Rôle des professionnels du chiffre, gestion de la gouvernance, troisième vie du dirigeant… Jean-Michel Picaud, associé RSM, nous éclaire sur les enjeux de la transmission d’entreprise.
Quel est le principal motif de cession d’entreprise ?
Dans une grande majorité des cas, les transmissions interviennent dans le cadre de successions. Dans cette hypothèse, la transmission peut se faire soit au profit d’un membre de la famille, les enfants la plupart du temps, soit au bénéfice d’un tiers étranger à celle-ci.
Pour mener à bien une opération d’une telle ampleur, le chef d’entreprise fait en général appel à différents conseils, qui doivent constituer une équipe soudée au service du dirigeant et de l’entreprise : des professionnels du chiffre, des notaires, des avocats, ou encore des conseillers financiers.
Quels sont les conseils que vous donnez aux dirigeants désireux de céder leur entreprise ?
Tout d’abord, il est impératif que le dirigeant perçoive la transmission comme un acte normal de gestion. Tout dirigeant prenant les rênes d’une entreprise doit avoir en tête qu’un jour il devra la transmettre. D’où la nécessité d’anticiper cet évènement afin que la passation soit gérée au mieux. La transmission doit être vécue comme une opportunité tant pour le dirigeant sur le départ, pour son successeur, que pour l’entreprise.
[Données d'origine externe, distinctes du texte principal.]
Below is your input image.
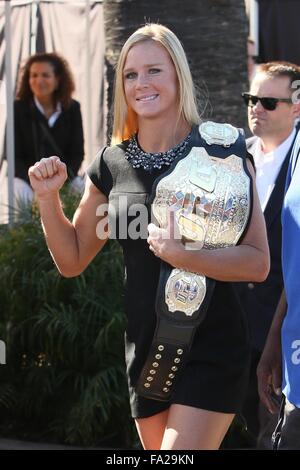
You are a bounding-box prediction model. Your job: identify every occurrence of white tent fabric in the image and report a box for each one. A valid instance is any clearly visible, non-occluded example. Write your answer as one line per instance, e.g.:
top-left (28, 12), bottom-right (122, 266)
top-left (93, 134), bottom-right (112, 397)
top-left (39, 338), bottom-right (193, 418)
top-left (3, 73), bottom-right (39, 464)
top-left (0, 0), bottom-right (106, 223)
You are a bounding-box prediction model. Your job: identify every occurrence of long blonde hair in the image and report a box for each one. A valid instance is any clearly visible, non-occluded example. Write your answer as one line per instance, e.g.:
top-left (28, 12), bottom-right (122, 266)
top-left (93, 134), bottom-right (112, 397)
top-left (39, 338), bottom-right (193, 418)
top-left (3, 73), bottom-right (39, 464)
top-left (111, 23), bottom-right (200, 145)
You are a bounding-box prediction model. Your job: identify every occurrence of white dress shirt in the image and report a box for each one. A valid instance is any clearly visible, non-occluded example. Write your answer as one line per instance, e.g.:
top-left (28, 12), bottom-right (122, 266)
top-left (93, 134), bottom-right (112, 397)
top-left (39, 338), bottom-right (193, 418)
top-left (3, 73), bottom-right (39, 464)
top-left (253, 129), bottom-right (296, 211)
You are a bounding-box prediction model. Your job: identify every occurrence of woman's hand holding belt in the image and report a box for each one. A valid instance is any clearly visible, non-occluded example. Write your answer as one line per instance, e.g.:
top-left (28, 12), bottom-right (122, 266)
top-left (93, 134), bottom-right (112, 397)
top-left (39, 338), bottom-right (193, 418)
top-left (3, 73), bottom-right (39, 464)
top-left (147, 209), bottom-right (184, 267)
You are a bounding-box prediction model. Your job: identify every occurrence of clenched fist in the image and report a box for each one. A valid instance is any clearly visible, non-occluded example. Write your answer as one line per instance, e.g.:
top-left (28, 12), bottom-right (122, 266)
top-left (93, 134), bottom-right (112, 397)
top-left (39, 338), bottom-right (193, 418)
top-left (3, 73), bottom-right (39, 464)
top-left (28, 157), bottom-right (68, 197)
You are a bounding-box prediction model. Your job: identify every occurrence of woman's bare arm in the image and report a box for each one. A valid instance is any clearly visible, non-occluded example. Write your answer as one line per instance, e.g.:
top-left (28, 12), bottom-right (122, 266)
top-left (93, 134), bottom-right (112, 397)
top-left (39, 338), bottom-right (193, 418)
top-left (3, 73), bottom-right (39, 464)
top-left (29, 157), bottom-right (108, 277)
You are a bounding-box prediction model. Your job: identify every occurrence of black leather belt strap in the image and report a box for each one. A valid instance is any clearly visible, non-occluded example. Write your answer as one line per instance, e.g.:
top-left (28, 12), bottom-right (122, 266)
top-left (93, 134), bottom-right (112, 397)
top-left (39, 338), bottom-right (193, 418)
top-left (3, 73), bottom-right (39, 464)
top-left (136, 262), bottom-right (215, 401)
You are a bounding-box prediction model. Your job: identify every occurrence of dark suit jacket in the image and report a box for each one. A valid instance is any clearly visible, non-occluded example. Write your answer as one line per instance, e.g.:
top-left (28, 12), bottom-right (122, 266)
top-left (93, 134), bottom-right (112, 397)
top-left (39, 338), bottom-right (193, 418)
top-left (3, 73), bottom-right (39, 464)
top-left (235, 137), bottom-right (292, 351)
top-left (14, 100), bottom-right (84, 181)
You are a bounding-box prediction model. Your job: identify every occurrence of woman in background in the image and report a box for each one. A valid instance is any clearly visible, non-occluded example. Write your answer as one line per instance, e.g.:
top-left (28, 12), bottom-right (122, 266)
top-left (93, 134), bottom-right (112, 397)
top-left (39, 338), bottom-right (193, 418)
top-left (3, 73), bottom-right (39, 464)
top-left (14, 52), bottom-right (84, 204)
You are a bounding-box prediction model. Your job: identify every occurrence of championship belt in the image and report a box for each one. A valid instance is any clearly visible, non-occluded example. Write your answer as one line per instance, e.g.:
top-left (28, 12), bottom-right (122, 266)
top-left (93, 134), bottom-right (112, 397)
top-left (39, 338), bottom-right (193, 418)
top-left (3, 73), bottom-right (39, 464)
top-left (136, 122), bottom-right (251, 401)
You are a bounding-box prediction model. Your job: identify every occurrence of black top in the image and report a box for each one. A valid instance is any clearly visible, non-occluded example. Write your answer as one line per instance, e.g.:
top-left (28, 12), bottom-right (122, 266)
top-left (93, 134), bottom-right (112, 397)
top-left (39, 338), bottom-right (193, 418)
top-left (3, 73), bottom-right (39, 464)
top-left (14, 100), bottom-right (84, 181)
top-left (87, 128), bottom-right (249, 417)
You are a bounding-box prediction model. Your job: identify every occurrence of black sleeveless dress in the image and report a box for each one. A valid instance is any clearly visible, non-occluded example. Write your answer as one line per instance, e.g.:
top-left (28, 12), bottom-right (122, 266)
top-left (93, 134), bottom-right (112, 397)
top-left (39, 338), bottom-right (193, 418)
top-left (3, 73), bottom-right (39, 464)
top-left (87, 127), bottom-right (250, 418)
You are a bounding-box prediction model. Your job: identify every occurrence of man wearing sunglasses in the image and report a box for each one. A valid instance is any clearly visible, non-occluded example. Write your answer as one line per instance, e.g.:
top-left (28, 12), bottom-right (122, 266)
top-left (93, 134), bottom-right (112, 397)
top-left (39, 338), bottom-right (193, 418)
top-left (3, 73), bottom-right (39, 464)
top-left (237, 62), bottom-right (300, 448)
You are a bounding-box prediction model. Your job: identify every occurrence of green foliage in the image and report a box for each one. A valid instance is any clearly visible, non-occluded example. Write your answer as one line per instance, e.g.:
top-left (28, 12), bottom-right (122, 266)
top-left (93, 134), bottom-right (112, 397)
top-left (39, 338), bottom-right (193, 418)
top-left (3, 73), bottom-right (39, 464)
top-left (0, 185), bottom-right (136, 447)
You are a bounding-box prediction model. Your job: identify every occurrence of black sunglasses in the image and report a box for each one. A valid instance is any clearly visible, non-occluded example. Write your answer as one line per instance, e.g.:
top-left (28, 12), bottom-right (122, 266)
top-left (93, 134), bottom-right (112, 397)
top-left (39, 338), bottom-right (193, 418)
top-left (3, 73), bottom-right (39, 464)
top-left (242, 93), bottom-right (292, 111)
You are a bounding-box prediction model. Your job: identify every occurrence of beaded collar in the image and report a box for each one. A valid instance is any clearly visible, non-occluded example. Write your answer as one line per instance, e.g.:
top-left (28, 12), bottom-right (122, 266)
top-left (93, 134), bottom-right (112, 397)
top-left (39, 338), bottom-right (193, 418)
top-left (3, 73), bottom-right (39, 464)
top-left (125, 132), bottom-right (192, 172)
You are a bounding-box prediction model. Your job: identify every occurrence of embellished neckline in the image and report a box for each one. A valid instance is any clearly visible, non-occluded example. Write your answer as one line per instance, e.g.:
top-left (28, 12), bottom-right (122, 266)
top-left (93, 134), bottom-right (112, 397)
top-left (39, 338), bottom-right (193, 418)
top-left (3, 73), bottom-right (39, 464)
top-left (125, 131), bottom-right (192, 172)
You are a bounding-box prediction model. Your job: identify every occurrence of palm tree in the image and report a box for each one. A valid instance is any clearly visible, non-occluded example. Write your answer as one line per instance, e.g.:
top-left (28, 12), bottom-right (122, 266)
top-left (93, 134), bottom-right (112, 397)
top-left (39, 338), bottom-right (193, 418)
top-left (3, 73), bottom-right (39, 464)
top-left (103, 0), bottom-right (248, 132)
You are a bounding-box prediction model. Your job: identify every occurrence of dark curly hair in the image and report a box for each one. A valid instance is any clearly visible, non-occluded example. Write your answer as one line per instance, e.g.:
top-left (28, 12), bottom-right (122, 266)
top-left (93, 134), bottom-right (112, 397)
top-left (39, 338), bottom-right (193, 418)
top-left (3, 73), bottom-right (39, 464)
top-left (16, 52), bottom-right (75, 108)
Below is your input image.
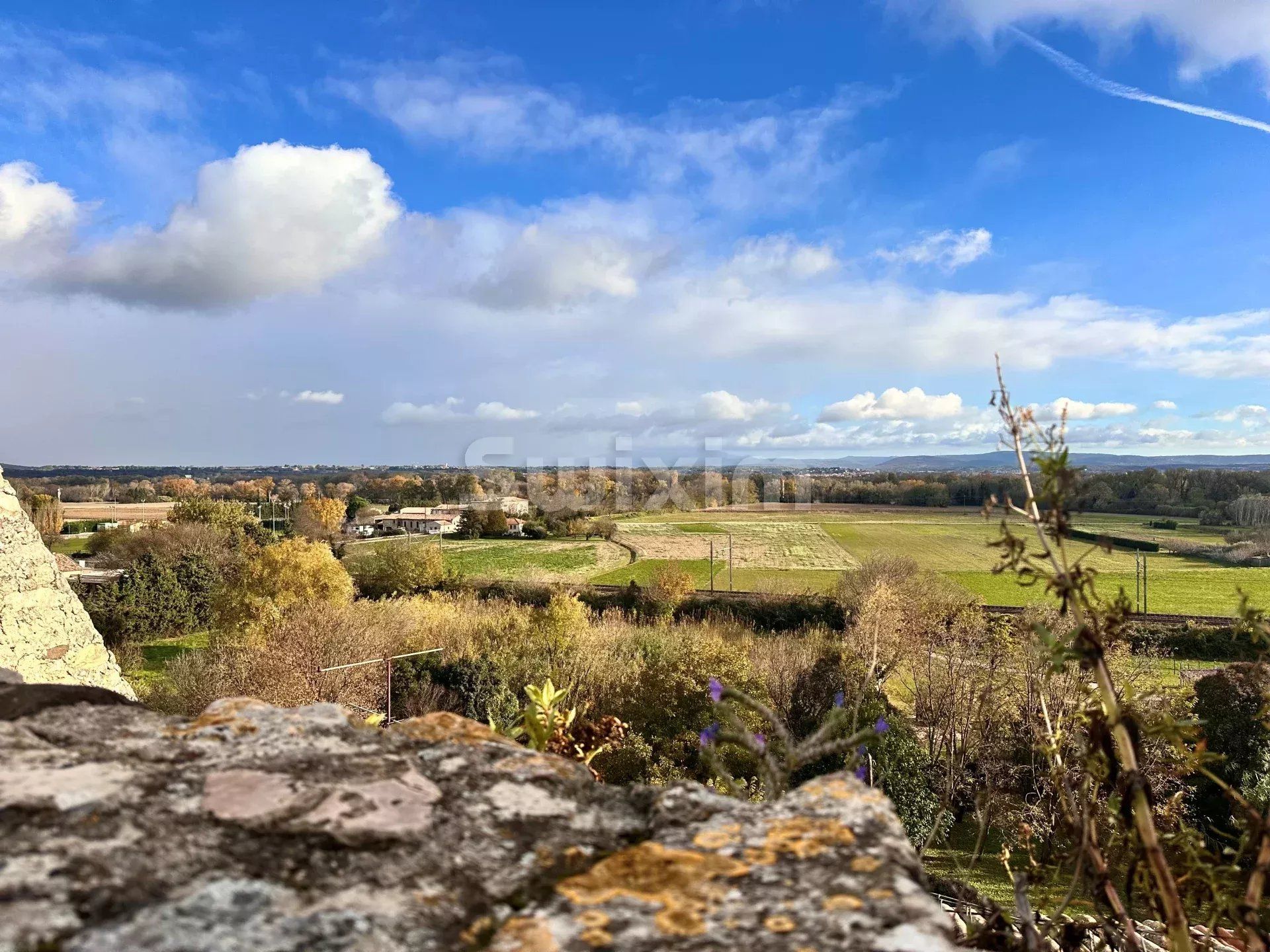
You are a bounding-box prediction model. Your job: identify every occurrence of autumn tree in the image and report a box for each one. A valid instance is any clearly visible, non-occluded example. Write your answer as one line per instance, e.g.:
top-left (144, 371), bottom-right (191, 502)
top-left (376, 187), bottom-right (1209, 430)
top-left (291, 496), bottom-right (344, 538)
top-left (345, 542), bottom-right (442, 598)
top-left (30, 493), bottom-right (62, 538)
top-left (217, 538), bottom-right (353, 628)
Chez RSM, nous les accompagnons tout particulièrement sur la mise en forme de leur dossier de transmission, ce qui recouvre notamment un document présentant financièrement l’entreprise. Souvent, celui-ci comporte ce qu’on appelle une « vendor due diligence ». Ensuite, nous les accompagnons dans la recherche de ce successeur.
La réalisation d’une transmission prend combien de temps ?
La durée du processus de transmission varie en fonction des clients. Mais en présence d’une cession intrafamiliale, j’ai tendance à dire qu’il faut privilégier le temps long avant que la transmission ne soit effective. Il est impératif d’avoir un temps d’accompagnement. Concrètement dans une telle configuration, je préconise une durée d’un an à un an et demi minimum.
En règle générale, quel est le critère qui l’emporte dans le choix du successeur ?
En pratique, il est possible d’identifier trois principaux types de dirigeants. Le premier c’est un dirigeant transmetteur qui est désireux d’anticiper la succession. Il sait de longue date qu’il va transmettre l’entreprise et souhaite que l’opération se fasse de façon structurée. Là c’est le feeling qui va primer.
Le second type de dirigeant correspond à celui qui refuse de procéder à une cession intégrale de son entreprise. Il n’est pas rare qu’il ne cède qu’une partie de son entreprise : la plupart du temps il se sépare des fonctions opérationnelles mais conserve le management général dans son giron. En général, cet état d’esprit peut être un facteur de complexité supplémentaire. Au cas particulier, le dirigeant sera peu sensible à la question du feeling. Sa seule préoccupation sera de savoir comment il va pouvoir peser au sein de la nouvelle organisation.
Enfin, nous croisons des dirigeants collaboratifs et prudents. Ceux-ci cherchent à obtenir un consensus autour de la transmission. Ces dirigeants veulent s’assurer que la personne retenue sera la plus qualifiée possible. Dès lors, les compétences deviennent encore plus cruciales.
Quid du rôle de la gouvernance ?
Il est impératif que la gouvernance, qui souvent reste inchangée après la cession, et les cadres de direction viennent accompagner le nouveau dirigeant pour qu’il puisse s’acculturer à ce nouvel environnement. Les rares échecs frappant une transmission résultent d’un schisme entre la gouvernance et le nouveau dirigeant qui arrive.
Il peut être pertinent, en vue de la transmission, de nommer un administrateur référent au sein de la gouvernance. Il sera le conseil du président qui va céder et lui apportera un œil extérieur qui va potentiellement challenger ses décisions. Cet administrateur peut aussi faire office de confident et de médiateur en cas de conflit.
Que conseiller à un dirigeant souhaitant rester actif après la transmission ?
Dans le cadre des travaux de l’Institut Français des Administrateurs (IFA), nous préférons éviter le terme de retraite à propos d’un dirigeant placé dans cette situation. Nous lui préférons la notion de « troisième vie du dirigeant ». Cette séquence qui suit la cession, lui permet de relever de nouveaux challenges et d’apporter à d’autres entreprises son œil extérieur, son expertise. Cela peut prendre la forme de missions de conseil, mais pas seulement. Le dirigeant peut aussi s’engager dans des associations ou des syndicats professionnels.